Joseph Casey, general manager of the Southeastern Pennsylvania Transportation Authority (SEPTA), remains optimistic about MAP-21, but agrees the United States must commit to long-term transportation funding that goes well beyond MAP-21’s two years. SEPTA is the nation’s fifth largest transportation operation.

“Considering the budget climate in Washington, MAP-21 can only be considered a success for transportation. What is critical from a transit operator’s perspective is a long-term federal transportation funding bill in order to properly plan and budget capital projects,” Casey said. “Although a two-year reauthorization bill, MAP-21 allowed SEPTA to enter into several contracts to rebuild our transit system. The new emphasis on state of good repair is especially important for “older” systems such as SEPTA, [which are] typically in the major economic centers of the country.”

Schruth said that any upswing in transit projects could provide both large, multi-disciplinary firms and smaller, niche consultants with new opportunities.

“To do a New Starts project, you need a range of expertise — engineers, administrators, environmental experts, public outreach and public information experts, financial experts, contracts and claims experts. Most (transit) agencies don’t have that breadth of expertise in-house. For example, there are 24 areas of compliance that grantees must pass, and only a few of the grantees nationwide have the staff to be able to handle all of those areas,” Schruth said.

MAP-21 doesn’t just provide great business opportunities, Spearing said.
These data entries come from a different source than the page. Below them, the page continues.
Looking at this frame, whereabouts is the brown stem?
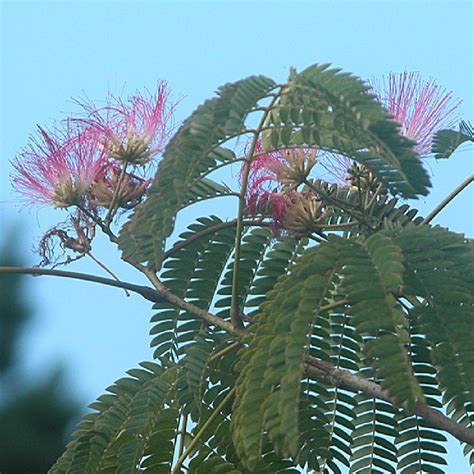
[422,174,474,224]
[86,252,130,296]
[305,356,474,445]
[0,267,164,303]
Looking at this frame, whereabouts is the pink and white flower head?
[12,127,105,208]
[78,82,174,165]
[373,72,461,156]
[241,140,282,214]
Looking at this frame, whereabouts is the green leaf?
[119,76,275,270]
[273,64,430,198]
[431,120,474,159]
[232,238,343,469]
[343,232,423,406]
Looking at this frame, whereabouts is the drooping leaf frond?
[232,241,341,468]
[120,76,275,269]
[343,232,423,406]
[50,363,177,473]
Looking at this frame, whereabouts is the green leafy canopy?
[44,65,474,474]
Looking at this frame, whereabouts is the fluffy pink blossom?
[241,140,282,214]
[12,127,105,207]
[77,82,174,165]
[374,72,460,156]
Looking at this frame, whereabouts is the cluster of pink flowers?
[12,82,173,210]
[247,73,460,231]
[374,72,460,156]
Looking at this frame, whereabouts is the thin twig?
[305,356,474,445]
[0,267,163,303]
[422,174,474,224]
[209,341,241,363]
[171,387,235,474]
[163,219,270,260]
[178,415,188,458]
[86,252,130,296]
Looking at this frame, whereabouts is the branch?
[422,174,474,224]
[139,265,245,336]
[0,267,164,303]
[305,356,474,446]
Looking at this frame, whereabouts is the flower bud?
[348,163,379,192]
[89,167,149,209]
[277,148,316,189]
[282,192,325,238]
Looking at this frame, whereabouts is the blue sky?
[0,0,474,473]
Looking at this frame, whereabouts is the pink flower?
[241,140,282,214]
[374,72,460,156]
[76,82,174,165]
[12,127,105,208]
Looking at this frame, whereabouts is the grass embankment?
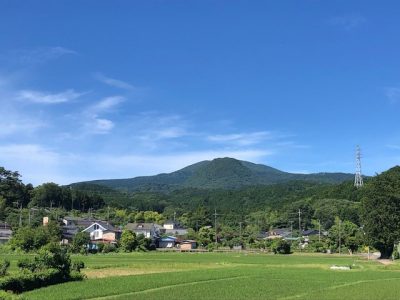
[9,253,400,299]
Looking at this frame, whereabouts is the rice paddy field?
[4,252,400,300]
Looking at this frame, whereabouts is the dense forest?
[0,167,400,256]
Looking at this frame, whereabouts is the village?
[0,216,328,253]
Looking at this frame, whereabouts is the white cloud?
[18,89,84,104]
[84,149,272,178]
[89,96,125,114]
[385,87,400,103]
[207,131,273,146]
[386,144,400,150]
[329,14,367,31]
[0,115,45,137]
[0,144,272,185]
[14,46,78,65]
[0,144,74,185]
[93,118,114,133]
[95,73,135,90]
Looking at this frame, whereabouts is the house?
[158,236,177,248]
[266,228,292,239]
[301,229,322,237]
[125,223,163,239]
[0,223,12,245]
[163,221,188,236]
[180,240,197,251]
[82,221,121,244]
[61,217,121,244]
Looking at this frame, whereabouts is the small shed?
[181,240,197,251]
[158,236,176,248]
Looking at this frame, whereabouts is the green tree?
[72,231,90,253]
[120,230,138,252]
[361,166,400,258]
[197,226,215,246]
[329,218,363,252]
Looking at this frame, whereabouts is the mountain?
[77,157,353,192]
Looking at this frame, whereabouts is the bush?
[272,239,291,254]
[103,244,117,253]
[72,260,85,272]
[0,291,19,300]
[0,269,63,293]
[0,259,10,277]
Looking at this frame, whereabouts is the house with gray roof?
[125,223,165,239]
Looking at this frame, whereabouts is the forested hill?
[76,158,353,192]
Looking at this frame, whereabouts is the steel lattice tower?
[354,145,364,188]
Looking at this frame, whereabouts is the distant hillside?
[74,158,353,192]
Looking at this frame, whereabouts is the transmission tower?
[354,145,364,188]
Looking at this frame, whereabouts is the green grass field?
[4,253,400,299]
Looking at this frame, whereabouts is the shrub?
[272,239,291,254]
[0,269,63,293]
[0,291,19,300]
[0,259,10,277]
[103,244,117,253]
[72,260,85,272]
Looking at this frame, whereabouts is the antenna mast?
[354,145,364,188]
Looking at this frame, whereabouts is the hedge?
[0,269,83,293]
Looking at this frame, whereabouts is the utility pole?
[318,220,321,242]
[299,209,301,236]
[290,221,293,238]
[19,204,22,227]
[354,145,364,188]
[239,222,243,244]
[214,209,218,246]
[339,220,342,255]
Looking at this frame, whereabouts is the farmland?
[9,253,400,299]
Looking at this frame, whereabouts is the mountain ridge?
[76,157,353,192]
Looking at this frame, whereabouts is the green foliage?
[361,166,400,258]
[10,222,61,252]
[76,157,353,193]
[0,259,10,277]
[0,269,66,293]
[102,244,118,253]
[0,244,84,293]
[71,231,90,253]
[197,226,215,247]
[272,239,291,254]
[329,218,363,252]
[119,230,138,252]
[0,290,21,300]
[71,260,85,272]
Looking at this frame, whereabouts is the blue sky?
[0,0,400,185]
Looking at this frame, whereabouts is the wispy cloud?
[89,96,125,114]
[385,87,400,103]
[134,112,189,145]
[94,73,135,90]
[329,14,367,31]
[386,144,400,150]
[18,89,84,104]
[13,46,78,65]
[0,144,271,185]
[207,131,272,146]
[88,118,114,134]
[0,114,45,137]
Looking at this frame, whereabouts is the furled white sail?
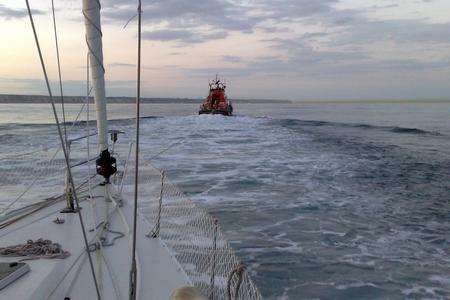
[83,0,108,152]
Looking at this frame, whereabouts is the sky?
[0,0,450,100]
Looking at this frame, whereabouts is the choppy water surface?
[0,103,450,299]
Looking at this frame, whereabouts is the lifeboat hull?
[198,109,233,116]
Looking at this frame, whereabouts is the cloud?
[142,29,228,43]
[108,62,136,68]
[0,4,44,20]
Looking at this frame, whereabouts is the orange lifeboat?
[198,76,233,116]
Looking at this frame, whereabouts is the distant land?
[0,94,292,104]
[0,94,450,104]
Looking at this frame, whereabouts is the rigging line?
[25,0,101,300]
[52,0,67,144]
[129,0,142,300]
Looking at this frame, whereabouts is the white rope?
[0,238,70,261]
[25,0,101,300]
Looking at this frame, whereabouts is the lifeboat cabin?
[198,76,233,116]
The legislation will go a long way in helping to meet a growing public demand for alternatives to the automobile and the gas pump.

“Riding transit makes good economic sense, and also is a safer alternative to any other mode of transportation. The business of transit results in $4 in economic return for every dollar invested and helps green the planet at same time.”

Spearing knows first-hand the benefits of safe, reliable means of transportation. He grew up “almost literally underneath the Frankford Elevated,” SEPTA’s elevated line that connects northern Philadelphia with Center City.

“We had a family of four that went to work, or to school, or got around the city every single day by using public transportation. It was a way of life. Bringing back that way of life and, at the same time, bringing public transportation into the 21st century will have very specific and lasting benefits for generations to come.”

 

Tricia M. McCunney is a technical writer with Hill International Inc.